# Electric Blown-air Heating



## WhiteCheyenneMan (Sep 27, 2011)

Would I be right in thinking that my 2008 Cheyenne's heating should run off electric as well as gas?

Just returned from a week's break where the gas ran out on the last night, brrr , and I couldn't get any heating on EHU alone. But reading the manufacturer's blurb it sounds as though it should work on electric alone. Boiler is fine on gas, when we have some, fan's working and our additional electric water tank works fine.

Any advice/info welcomed :?


----------



## FM02MZO (Oct 15, 2012)

Truma Ultraheat is designed to work off both gas and EHU, you have obviously got a fault, did you try it on all 3 settings i.e. 500, 1000 and 2000.

Regarding advice we always carry a mains fan heater just incase!


----------



## WhiteCheyenneMan (Sep 27, 2011)

Thanks FM02MZO (how do you pronounce that?).
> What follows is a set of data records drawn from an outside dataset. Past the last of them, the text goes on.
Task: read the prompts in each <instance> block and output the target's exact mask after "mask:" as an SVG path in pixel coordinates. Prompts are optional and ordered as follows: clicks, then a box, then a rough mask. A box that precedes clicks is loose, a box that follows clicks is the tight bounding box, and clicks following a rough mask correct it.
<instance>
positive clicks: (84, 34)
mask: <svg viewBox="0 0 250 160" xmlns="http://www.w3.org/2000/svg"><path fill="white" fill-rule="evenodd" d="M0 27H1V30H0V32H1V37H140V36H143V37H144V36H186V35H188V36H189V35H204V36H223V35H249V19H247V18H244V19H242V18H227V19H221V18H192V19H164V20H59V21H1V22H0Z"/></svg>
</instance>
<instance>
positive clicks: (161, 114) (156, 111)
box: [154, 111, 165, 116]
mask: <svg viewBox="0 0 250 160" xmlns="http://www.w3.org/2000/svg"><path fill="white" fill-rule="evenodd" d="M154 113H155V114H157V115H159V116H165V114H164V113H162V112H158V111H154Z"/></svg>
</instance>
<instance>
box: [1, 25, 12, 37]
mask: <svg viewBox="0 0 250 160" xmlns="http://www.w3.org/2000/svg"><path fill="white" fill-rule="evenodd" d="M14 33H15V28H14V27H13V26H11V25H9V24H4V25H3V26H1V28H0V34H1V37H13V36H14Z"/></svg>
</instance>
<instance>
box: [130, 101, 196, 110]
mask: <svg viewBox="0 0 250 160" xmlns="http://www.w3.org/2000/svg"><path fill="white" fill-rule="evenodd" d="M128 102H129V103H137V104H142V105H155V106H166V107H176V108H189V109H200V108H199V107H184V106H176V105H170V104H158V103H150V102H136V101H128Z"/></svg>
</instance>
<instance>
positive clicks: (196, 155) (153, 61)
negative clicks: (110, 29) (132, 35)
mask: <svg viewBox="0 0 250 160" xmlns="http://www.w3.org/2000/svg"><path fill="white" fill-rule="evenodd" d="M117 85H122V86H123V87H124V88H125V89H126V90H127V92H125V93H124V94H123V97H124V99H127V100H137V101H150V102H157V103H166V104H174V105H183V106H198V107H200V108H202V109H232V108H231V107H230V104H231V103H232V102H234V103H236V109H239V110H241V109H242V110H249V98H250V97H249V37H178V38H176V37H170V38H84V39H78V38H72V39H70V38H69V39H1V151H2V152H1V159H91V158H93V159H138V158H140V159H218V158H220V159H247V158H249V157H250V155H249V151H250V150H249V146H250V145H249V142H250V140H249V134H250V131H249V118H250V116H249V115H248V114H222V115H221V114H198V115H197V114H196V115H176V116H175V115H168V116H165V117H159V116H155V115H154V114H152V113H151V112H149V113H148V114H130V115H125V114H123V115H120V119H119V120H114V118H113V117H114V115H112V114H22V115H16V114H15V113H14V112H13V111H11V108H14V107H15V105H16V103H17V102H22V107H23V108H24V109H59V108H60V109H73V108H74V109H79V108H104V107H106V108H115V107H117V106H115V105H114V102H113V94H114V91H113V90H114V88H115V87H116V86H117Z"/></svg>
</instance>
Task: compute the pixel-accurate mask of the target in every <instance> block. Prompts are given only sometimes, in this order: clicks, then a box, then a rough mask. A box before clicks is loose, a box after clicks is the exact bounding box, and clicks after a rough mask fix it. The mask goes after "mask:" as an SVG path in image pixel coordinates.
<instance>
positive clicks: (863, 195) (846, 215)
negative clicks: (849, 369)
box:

Yes it's 900 and 1200 on mine..................and if only we had left the Bambino heater in the van for the trip!!


----------



## 100127 (Jul 20, 2006)

WhiteCheyenneMan said:


> Thanks FM02MZO (how do you pronounce that?).
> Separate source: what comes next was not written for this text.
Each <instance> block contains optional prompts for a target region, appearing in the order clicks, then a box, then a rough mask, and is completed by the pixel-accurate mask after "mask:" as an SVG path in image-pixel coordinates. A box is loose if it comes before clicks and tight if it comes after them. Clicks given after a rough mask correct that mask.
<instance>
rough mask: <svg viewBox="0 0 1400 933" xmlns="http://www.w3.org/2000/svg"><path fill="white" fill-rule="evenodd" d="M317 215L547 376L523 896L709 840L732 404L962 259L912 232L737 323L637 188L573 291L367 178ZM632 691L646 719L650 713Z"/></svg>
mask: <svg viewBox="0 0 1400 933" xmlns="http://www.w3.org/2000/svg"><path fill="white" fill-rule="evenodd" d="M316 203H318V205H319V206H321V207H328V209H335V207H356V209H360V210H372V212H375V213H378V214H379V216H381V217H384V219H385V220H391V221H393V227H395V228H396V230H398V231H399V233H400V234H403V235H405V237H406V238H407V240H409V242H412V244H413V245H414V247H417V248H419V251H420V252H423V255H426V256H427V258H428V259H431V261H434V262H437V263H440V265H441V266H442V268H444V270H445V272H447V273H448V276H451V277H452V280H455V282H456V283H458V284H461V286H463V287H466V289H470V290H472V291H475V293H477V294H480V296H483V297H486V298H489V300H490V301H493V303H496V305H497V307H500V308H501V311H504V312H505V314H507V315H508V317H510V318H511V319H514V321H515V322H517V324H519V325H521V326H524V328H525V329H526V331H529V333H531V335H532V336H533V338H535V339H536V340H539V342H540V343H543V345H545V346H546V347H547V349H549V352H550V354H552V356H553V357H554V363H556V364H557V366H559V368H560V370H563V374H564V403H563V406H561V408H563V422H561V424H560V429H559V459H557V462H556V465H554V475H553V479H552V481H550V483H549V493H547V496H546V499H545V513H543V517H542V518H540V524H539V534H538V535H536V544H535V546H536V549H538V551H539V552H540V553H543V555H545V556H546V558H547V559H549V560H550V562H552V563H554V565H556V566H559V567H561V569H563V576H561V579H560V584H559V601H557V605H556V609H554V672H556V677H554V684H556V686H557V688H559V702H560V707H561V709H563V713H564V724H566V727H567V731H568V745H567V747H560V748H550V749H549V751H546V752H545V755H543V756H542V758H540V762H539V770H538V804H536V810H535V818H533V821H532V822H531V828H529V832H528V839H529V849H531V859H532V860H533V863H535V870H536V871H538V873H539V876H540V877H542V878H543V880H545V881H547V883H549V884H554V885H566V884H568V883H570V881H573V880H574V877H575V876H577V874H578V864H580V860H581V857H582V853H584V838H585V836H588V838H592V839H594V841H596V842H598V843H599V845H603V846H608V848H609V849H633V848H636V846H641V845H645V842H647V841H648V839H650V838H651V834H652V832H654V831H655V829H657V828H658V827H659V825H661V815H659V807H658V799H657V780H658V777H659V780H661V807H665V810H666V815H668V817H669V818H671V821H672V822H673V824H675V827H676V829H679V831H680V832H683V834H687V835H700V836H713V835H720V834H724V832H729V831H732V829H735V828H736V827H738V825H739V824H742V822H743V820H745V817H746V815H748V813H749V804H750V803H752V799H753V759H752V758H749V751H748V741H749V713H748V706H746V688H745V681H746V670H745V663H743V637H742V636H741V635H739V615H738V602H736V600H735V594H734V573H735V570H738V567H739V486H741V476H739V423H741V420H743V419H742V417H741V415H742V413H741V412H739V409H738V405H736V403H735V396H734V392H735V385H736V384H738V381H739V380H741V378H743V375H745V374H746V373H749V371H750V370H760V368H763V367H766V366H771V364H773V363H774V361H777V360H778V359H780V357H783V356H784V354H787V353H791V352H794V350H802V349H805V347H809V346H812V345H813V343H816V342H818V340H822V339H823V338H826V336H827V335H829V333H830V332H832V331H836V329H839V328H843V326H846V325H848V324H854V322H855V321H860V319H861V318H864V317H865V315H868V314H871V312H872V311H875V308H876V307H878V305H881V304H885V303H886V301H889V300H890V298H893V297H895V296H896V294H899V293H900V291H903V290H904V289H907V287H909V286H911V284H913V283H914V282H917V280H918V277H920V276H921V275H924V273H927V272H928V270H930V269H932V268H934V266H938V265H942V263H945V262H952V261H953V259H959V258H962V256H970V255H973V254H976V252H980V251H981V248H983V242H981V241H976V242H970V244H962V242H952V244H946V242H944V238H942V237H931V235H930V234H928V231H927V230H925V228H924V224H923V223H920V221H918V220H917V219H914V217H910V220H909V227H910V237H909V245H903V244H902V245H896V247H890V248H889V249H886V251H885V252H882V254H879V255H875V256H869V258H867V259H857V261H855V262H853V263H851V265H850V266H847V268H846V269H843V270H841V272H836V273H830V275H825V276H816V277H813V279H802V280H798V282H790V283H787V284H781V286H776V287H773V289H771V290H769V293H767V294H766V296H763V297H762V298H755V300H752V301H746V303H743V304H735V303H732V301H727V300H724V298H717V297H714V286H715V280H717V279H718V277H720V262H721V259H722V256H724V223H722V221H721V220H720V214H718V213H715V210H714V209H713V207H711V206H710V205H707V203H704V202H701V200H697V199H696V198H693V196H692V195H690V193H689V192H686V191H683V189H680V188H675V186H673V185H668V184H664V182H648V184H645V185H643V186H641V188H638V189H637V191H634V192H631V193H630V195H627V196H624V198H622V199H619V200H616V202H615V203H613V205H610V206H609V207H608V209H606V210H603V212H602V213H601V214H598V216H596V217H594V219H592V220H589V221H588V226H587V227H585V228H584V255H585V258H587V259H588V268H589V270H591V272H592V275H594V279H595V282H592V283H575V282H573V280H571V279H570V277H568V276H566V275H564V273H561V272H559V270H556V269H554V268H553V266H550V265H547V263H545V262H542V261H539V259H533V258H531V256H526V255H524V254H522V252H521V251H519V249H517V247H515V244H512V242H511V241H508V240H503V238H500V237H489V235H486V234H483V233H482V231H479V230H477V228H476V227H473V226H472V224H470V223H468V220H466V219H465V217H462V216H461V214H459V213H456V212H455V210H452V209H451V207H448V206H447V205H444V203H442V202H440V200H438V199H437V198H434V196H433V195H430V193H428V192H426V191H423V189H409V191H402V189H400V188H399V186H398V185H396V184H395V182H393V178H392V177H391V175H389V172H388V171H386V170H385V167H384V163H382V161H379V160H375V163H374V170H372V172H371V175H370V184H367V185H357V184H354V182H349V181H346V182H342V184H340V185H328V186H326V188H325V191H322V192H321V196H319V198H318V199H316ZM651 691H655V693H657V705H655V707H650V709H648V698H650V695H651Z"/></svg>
Could be his numberplate. :lol: :lol:


----------



## FM02MZO (Oct 15, 2012)

FM02MZO was the reg number of the first 4x4 I bought.


----------



## p-c (Oct 27, 2007)

Hi
Ours is not on an Autotrail but we have a separate mains switches near the fuse box. One is for electric water heater and one for electric space heater. Also, sorry for stating the obvious, but did you adjust the thermostat.
p-c


----------



## DTPCHEMICALS (Jul 24, 2006)

Check that Ultraheat is turned on. Turn thermostat up On mine a green light shows. Set to what output you require. No joy check fuses.
Dave p


----------



## Wizzo (Dec 3, 2007)

Don't expect the electric heating to give you instant heat, particularly if 900w and 1200w are the only two settings you have. 
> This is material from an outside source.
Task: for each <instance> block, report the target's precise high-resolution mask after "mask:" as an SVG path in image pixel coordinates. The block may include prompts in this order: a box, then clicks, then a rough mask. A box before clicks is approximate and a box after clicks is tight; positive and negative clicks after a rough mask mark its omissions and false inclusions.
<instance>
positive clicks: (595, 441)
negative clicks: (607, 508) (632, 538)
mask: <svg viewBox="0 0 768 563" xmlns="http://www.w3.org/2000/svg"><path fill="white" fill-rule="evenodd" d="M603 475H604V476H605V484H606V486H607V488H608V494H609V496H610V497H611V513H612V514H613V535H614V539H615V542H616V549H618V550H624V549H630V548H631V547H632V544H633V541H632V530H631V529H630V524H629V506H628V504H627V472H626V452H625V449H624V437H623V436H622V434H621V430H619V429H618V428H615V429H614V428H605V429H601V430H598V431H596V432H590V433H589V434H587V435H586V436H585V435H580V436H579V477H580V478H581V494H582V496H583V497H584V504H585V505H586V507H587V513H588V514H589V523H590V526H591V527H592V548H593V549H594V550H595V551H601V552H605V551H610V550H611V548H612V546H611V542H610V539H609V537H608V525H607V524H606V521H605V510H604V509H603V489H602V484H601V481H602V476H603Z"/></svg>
You could try using both gas and electric settings together until the van is warmed up a bit and then turn off the gas altogether.

If you do not have a manual for your van they are available online from the Auto-Trail website.

JohnW


----------



## sweetie (Nov 28, 2005)

Wizzo said:


> Don't expect the electric heating to give you instant heat, particularly if 900w and 1200w are the only two settings you have.
> 
> You could try using both gas and electric settings together until the van is warmed up a bit and then turn off the gas altogether.
> 
> ...


Problem was he had run out of gas


----------



## WhiteCheyenneMan (Sep 27, 2011)

Yes I have not only the original handbook supplied with the vehicle, but also the correct one, which I downloaded from Autotrail :lol: It was one of the first 2008, new Ducato 740 SE's to be built.

Both the yellow and green lights come on (and the red when you run out of gas :roll: ).

It looks like a hands and knees job tomorrow to burrow under the bed in search of isolating/master switches.


----------



## WhiteCheyenneMan (Sep 27, 2011)

Sorted, thanks guys! :wink: 
The isolating switch was off, following work on the Habitation Aircon before Christmas. Isolation switches for both the boiler and the aircon have been positioned out of sight at the opposite end of the bed from the boiler. I've never had to touch them before, but have a vague recollection of the dealer mentioning them when we bought the vehicle two years ago!


----------



## Spenders (Jul 26, 2012)

If your Cheyenne is anything like my Scout, with the Trumaheat 'fire' built into a unit underneath the wardrobe, there is a master switch for the electric fire on the floor of the wardrobe against the wall.

Apologies if that seems a bit 'teaching to suck eggs' but I didn't know about it and thought that the unit was malfunctioning..... felt a bit small when it was pointed out to me!


----------